Honours and congratulations were showered upon him. He was made a baronet 25 Sept. 1813, and K.C.B. 3 Jan. 1815 ; but, with the exception of taking the Shannon home in the autumn of 1813, his brilliant exploit was the end of his active service. The terrible wound on the head had left him subject to nervous pains, which were much aggravated by a severe fall from his horse on 8 Aug. 1820, and although not exactly a valetudinarian, his health was far from robust, and his sufferings were at times intense. He became in course of seniority a rear-admiral on 22 July 1830, and died in London, whither he had gone for medical advice, on 2 Jan. 1841. His remains were carried to Broke Hall, and were interred in the parish church of Nacton. He had a numerous family, many members of which died young.
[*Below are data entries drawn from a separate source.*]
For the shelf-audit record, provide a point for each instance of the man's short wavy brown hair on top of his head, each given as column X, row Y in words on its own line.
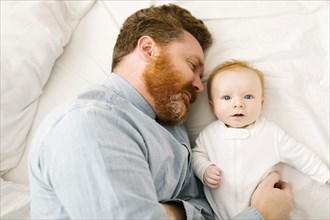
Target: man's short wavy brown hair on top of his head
column 162, row 23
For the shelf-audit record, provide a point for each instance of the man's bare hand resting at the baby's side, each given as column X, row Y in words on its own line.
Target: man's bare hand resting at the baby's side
column 273, row 198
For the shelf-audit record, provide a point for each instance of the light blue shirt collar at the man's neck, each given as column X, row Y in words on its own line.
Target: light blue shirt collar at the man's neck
column 126, row 90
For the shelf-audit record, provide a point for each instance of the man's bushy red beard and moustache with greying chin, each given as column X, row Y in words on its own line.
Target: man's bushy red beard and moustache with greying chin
column 167, row 86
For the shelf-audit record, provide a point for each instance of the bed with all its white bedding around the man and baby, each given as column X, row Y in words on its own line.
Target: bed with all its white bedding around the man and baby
column 53, row 50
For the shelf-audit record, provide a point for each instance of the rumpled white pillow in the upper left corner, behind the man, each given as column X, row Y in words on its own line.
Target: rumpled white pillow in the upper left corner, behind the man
column 33, row 34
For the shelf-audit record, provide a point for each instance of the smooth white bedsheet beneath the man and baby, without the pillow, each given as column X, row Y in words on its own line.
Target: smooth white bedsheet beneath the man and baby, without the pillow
column 287, row 40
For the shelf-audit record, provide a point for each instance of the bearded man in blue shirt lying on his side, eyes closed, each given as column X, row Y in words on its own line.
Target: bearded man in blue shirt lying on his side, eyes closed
column 120, row 151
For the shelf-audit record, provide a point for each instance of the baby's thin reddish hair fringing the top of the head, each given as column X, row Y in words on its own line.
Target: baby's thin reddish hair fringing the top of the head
column 232, row 64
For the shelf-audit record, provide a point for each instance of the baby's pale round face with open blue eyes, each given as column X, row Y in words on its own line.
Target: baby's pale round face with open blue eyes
column 237, row 97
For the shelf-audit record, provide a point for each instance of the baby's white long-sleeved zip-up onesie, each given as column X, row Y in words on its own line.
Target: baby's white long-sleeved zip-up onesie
column 245, row 156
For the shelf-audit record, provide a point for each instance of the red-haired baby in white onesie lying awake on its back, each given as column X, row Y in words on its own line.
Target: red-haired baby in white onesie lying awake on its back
column 241, row 147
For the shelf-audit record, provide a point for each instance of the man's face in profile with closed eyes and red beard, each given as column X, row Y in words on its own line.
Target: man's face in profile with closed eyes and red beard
column 173, row 78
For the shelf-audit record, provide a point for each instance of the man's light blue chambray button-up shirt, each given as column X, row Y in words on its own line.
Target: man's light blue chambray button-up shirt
column 103, row 155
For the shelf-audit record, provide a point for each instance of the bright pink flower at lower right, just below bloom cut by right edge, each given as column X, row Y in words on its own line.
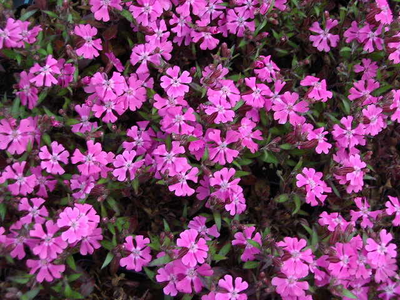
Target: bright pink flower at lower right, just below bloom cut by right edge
column 379, row 253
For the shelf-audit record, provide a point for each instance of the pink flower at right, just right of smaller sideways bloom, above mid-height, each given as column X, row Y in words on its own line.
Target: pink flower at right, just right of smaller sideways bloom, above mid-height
column 347, row 136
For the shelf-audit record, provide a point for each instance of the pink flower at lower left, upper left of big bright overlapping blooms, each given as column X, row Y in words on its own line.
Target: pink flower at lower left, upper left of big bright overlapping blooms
column 35, row 208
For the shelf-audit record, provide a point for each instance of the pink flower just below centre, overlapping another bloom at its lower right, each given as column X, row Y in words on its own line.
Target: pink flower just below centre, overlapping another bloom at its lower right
column 224, row 188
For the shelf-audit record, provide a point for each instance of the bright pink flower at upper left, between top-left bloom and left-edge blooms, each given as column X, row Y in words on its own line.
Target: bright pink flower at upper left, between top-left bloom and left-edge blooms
column 45, row 75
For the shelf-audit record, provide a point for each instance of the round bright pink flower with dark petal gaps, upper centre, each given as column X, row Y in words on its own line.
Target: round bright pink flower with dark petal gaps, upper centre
column 176, row 85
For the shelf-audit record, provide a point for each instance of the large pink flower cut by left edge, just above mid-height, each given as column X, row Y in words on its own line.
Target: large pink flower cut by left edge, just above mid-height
column 15, row 139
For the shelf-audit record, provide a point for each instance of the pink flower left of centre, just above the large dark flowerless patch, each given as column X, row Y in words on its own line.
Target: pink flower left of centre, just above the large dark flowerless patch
column 123, row 163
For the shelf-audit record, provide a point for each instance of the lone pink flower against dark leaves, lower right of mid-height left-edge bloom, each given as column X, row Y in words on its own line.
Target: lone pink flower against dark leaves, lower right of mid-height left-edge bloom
column 50, row 161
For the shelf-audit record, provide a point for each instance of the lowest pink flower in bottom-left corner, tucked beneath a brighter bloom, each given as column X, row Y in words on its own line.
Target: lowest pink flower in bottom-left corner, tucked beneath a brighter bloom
column 47, row 270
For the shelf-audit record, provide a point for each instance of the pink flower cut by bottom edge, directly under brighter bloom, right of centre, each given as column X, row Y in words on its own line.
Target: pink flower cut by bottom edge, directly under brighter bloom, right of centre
column 288, row 285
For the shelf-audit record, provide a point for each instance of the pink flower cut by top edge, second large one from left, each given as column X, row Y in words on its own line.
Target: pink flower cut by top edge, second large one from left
column 147, row 11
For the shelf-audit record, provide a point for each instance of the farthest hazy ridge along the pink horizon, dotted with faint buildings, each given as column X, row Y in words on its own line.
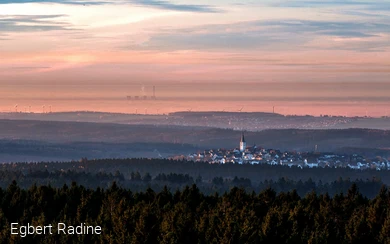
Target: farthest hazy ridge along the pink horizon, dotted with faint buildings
column 249, row 121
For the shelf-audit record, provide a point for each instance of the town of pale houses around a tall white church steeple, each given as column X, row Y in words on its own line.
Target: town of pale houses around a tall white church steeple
column 257, row 155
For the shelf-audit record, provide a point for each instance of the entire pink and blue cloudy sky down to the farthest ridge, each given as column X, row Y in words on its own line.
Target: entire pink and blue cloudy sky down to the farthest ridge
column 303, row 57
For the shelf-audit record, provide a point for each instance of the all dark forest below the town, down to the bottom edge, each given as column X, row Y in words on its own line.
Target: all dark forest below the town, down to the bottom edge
column 165, row 201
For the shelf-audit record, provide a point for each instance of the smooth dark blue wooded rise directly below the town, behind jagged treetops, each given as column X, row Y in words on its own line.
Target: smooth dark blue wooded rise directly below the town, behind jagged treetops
column 256, row 173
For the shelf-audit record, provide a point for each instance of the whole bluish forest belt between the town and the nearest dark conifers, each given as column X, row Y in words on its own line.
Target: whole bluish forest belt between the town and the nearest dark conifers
column 140, row 174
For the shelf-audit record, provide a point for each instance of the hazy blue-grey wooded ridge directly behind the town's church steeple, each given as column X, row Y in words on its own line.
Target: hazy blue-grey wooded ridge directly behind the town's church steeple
column 200, row 137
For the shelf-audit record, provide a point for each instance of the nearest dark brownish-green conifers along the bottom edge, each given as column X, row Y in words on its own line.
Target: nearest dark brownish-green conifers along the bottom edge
column 189, row 216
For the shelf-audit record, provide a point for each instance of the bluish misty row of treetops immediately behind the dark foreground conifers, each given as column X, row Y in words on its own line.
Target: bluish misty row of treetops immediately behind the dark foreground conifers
column 138, row 182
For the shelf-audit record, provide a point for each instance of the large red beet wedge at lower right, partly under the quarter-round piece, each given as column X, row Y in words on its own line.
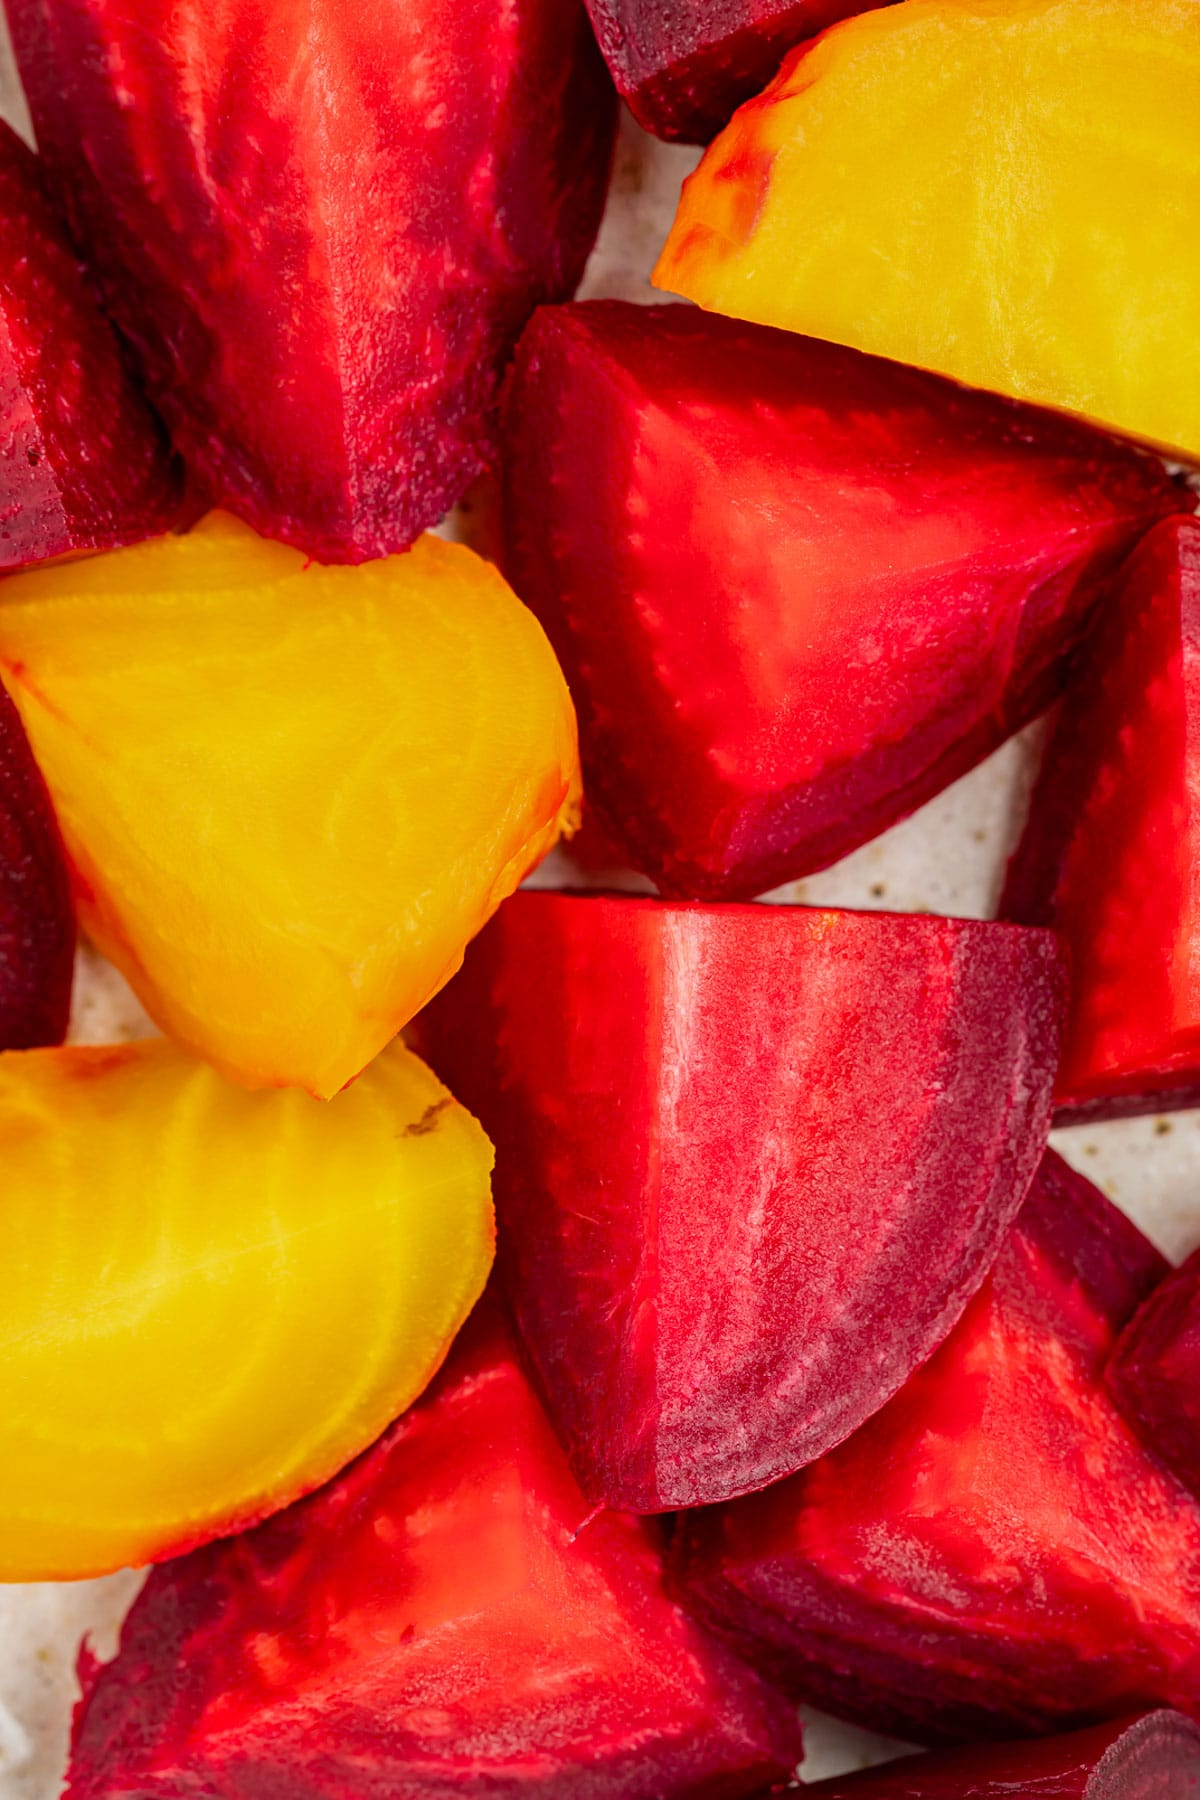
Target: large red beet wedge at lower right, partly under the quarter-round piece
column 996, row 1554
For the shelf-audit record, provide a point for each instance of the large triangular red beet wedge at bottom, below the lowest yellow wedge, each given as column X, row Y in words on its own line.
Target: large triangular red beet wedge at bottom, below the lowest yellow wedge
column 438, row 1621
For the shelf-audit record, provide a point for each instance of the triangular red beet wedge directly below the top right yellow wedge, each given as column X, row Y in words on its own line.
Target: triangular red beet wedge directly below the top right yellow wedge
column 796, row 589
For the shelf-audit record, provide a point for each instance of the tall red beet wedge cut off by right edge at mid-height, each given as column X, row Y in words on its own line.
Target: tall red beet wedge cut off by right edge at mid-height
column 1111, row 850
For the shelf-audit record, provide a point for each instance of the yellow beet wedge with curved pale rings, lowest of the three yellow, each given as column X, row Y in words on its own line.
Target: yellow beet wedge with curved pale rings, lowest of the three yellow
column 213, row 1300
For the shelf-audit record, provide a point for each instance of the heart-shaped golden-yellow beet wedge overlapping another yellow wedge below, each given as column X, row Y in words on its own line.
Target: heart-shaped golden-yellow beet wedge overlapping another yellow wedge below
column 291, row 795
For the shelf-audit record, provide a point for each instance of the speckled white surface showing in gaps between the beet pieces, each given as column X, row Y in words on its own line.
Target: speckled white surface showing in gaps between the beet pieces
column 945, row 859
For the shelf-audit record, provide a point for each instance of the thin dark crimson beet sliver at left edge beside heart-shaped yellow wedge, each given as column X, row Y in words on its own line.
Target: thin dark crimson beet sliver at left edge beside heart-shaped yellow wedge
column 37, row 917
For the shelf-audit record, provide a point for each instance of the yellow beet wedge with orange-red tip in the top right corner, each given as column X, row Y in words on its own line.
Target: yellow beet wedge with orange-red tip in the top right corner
column 999, row 190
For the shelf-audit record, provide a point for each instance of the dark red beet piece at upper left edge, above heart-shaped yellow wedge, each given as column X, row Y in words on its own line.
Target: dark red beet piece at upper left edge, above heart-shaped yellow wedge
column 84, row 463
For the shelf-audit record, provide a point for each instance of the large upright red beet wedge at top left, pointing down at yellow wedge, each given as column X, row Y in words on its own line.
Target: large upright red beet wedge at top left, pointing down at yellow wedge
column 323, row 226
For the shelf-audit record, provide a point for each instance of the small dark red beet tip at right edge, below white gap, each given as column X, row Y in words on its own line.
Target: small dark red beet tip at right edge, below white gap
column 1156, row 1372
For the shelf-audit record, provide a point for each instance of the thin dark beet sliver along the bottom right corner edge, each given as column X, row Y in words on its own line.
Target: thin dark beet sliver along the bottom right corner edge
column 1154, row 1758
The eldest son, who succeeded to the baronetcy, died unmarried in 1855; the fourth son, the present baronet (who has taken from his mother's family the name of Middleton), has no children, and at his death the title will become extinct. Two daughters of a still younger son are the sole representatives in the second generation of the captor of the Chesapeake ; the younger of these is married to Sir Lambton Loraine, bart., captain R.N. ; the other to the Hon. James St. Vincent Saumarez, eldest son of Lord de Saumarez, and grandson of the first lord, Nelson's companion in arms. Both have issue.

[Brighton's Memoir of Admiral Sir P. B. V. Broke, Bart., K.C.B., compiled 'chiefly from Journals and Letters in the possession of Rear-admiral Sir George Broke-Middleton, C.B. ;' notes contributed by Sir George Broke-Middleton ; Roosevelt's Naval War of 1812.]